Spektrum Politik Komunitas Tionghoa
Sebelum perjuangan fisik, kebangkitan kesadaran politik di kalangan komunitas Tionghoa-Indonesia dimulai dari ranah pendidikan. Berdirinya sekolah Tiong Hoa Hwee Koan (THHK) pada awal abad ke-20 menjadi titik balik yang signifikan. Sekolah-sekolah ini tidak hanya berfungsi sebagai lembaga transfer ilmu pengetahuan, tetapi juga menjadi wadah untuk menanamkan ideologi baru, termasuk gagasan nasionalisme. Pengaruhnya meluas, bahkan menginspirasi berdirinya organisasi nasionalis pribumi seperti Boedi Oetomo. Transformasi ini menunjukkan bahwa gerakan kemerdekaan Indonesia adalah suatu fenomena multietnis yang saling menginspirasi. Meskipun demikian, ideologi di kalangan Tionghoa terpecah secara jelas, menciptakan tiga faksi utama yang beroperasi selama Revolusi Nasional.
Faksi Pro-Republik
Faksi ini percaya bahwa masa depan Tionghoa-Indonesia terletak di Republik yang merdeka dan bersatu. Representasi utama dari pandangan ini adalah Partai Tionghoa Indonesia (PTI), yang didirikan pada tahun 1932 oleh Liem Koen Hian. PTI secara eksplisit menganjurkan ideologi Indonesierschap, sebuah konsep yang menyatakan bahwa etnis Tionghoa yang lahir di Indonesia adalah bagian dari bangsa Indonesia. Sebagai seorang jurnalis dan politikus, Liem Koen Hian menyuarakan gagasan ini melalui berbagai surat kabar, mendesak persamaan hak dan kewajiban bagi seluruh warga negara.

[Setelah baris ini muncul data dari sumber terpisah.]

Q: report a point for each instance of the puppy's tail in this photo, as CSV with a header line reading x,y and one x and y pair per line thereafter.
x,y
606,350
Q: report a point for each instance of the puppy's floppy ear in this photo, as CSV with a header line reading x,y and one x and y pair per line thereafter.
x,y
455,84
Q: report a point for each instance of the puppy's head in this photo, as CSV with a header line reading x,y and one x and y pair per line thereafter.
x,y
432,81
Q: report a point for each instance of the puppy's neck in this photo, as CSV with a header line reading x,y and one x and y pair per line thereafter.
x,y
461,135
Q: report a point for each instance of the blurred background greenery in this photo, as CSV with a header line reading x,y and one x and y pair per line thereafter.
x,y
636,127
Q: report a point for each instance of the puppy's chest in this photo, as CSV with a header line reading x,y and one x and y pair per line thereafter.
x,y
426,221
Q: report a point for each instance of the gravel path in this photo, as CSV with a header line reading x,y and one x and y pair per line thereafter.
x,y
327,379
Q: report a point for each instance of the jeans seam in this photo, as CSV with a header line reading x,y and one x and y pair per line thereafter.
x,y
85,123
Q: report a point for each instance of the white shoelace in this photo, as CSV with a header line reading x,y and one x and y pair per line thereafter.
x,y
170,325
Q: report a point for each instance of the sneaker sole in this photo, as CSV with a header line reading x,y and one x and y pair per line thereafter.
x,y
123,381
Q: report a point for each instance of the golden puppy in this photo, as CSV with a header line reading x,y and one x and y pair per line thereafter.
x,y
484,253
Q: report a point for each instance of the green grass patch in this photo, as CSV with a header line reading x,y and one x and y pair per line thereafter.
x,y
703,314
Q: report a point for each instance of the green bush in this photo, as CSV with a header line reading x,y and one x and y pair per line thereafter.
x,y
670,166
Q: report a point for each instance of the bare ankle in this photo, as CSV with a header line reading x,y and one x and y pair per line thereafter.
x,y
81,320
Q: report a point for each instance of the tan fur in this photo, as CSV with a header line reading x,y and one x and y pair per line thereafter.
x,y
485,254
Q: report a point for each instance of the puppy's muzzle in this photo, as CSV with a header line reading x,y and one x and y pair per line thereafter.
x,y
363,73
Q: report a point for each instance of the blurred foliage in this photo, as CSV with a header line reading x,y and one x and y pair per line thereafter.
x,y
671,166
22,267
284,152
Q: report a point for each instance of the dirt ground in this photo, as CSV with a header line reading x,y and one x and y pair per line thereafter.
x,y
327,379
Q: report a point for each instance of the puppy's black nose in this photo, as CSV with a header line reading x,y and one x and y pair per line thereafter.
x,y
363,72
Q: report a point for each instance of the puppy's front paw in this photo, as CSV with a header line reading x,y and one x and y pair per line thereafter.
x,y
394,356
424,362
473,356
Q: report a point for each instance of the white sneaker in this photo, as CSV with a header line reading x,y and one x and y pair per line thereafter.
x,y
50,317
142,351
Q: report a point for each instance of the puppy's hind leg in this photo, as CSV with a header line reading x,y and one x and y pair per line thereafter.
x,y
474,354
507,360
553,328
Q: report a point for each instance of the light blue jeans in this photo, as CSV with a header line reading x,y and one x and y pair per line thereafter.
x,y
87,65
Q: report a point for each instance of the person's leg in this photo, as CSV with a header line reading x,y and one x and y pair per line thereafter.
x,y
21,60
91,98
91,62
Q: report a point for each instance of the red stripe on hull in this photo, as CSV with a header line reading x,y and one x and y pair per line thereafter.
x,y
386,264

Selain itu, pers Tionghoa memainkan peran penting dalam menggalang dukungan bagi perjuangan nasionalis. Media seperti mingguan Sin Po menjadi koran pertama yang mempublikasikan lirik lagu “Indonesia Raya” secara lengkap dan menolak memuat iklan dari Jepang. Mereka bahkan mengumpulkan dana anti-Jepang, menunjukkan komitmen finansial yang substansial terhadap pergerakan nasional.
Faksi Pro-Belanda dan Netral
Di sisi lain, terdapat golongan konservatif yang cenderung berpihak pada pemerintah kolonial Belanda. Chung Hwa Hui (CHH), sebuah partai politik yang didirikan pada tahun 1928, mewakili pandangan ini. Meskipun CHH mengadvokasi kesetaraan hukum, tujuan utamanya adalah agar Tionghoa disetarakan dengan orang Eropa, bukan dengan penduduk pribumi. Kelompok ini, yang sering kali terdiri dari elit kapitalis, melihat Belanda sebagai pelindung status quo mereka dan khawatir akan ketidakpastian yang dibawa oleh revolusi.

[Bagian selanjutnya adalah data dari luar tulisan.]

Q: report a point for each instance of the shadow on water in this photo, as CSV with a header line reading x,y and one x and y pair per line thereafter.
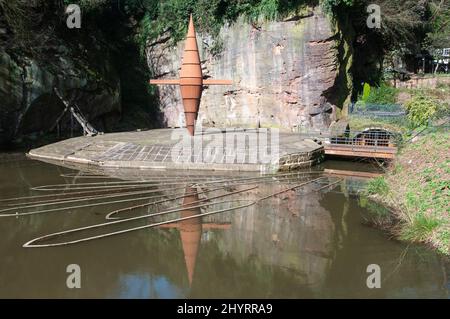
x,y
299,244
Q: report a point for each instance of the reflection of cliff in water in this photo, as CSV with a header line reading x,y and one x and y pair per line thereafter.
x,y
285,236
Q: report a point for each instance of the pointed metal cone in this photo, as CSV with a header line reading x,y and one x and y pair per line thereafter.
x,y
191,29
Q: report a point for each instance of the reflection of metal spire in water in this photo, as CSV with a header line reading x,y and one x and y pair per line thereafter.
x,y
191,230
191,79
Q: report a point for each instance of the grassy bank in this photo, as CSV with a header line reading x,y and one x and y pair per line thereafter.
x,y
416,188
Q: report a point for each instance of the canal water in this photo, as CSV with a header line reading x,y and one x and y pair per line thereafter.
x,y
300,244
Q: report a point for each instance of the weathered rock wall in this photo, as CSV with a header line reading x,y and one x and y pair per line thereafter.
x,y
28,104
286,74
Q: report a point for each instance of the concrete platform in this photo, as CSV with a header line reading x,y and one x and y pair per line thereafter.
x,y
256,150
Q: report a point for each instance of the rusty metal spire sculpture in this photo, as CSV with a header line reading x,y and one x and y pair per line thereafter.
x,y
191,79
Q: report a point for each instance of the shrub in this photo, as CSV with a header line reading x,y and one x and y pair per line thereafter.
x,y
421,109
384,94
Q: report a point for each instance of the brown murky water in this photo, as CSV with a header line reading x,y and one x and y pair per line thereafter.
x,y
299,244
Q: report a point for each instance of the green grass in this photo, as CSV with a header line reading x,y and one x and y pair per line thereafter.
x,y
417,189
378,186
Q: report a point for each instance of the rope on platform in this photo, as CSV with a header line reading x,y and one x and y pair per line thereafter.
x,y
30,244
16,214
118,211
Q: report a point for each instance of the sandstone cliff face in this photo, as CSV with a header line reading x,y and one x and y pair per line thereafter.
x,y
29,106
286,74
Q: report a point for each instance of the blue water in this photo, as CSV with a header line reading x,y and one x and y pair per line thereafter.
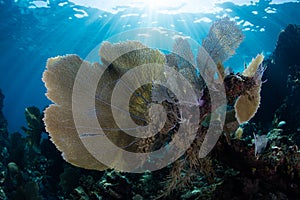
x,y
32,31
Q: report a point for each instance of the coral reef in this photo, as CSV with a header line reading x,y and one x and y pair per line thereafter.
x,y
247,161
281,65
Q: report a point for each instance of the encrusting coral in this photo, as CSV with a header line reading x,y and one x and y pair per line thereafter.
x,y
242,90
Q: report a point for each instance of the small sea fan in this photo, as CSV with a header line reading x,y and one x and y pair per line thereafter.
x,y
223,38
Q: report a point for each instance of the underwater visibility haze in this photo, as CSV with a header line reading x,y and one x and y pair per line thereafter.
x,y
149,99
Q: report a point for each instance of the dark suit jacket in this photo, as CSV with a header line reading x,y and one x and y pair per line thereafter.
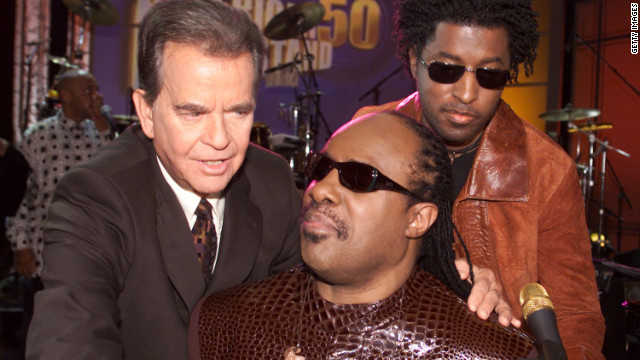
x,y
121,273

Kebingungan dan dilema ini semakin diperumit oleh pembentukan milisi Tionghoa bernama Pao An Tui. Milisi ini, yang dibentuk pada tahun 1946 dan beroperasi hingga 1949, dituduh oleh banyak pihak sebagai kelompok pro-Belanda yang menyerang pejuang kemerdekaan. Namun, konteks historis yang lebih dalam mengungkapkan motivasi yang lebih kompleks. Selama “masa bersiap” yang penuh kekerasan, komunitas Tionghoa menjadi sasaran amuk, penjarahan, dan pembakaran. Mereka merasa pemerintah Republik tidak mampu melindungi mereka dari anarki, sebuah situasi yang bahkan diakui oleh pejabat Republik sendiri. Dalam situasi putus asa ini, beberapa kelompok Tionghoa terpaksa menerima senjata dari pihak Sekutu untuk membela diri. Oleh karena itu, keberpihakan mereka bisa jadi merupakan respons pragmatis terhadap ancaman keamanan yang nyata, bukan semata-mata pengkhianatan ideologis. Peristiwa ini menyoroti bahwa dalam pusaran revolusi, pilihan loyalitas sering kali ditentukan oleh kelangsungan hidup dan keamanan, bukan sekadar ideologi.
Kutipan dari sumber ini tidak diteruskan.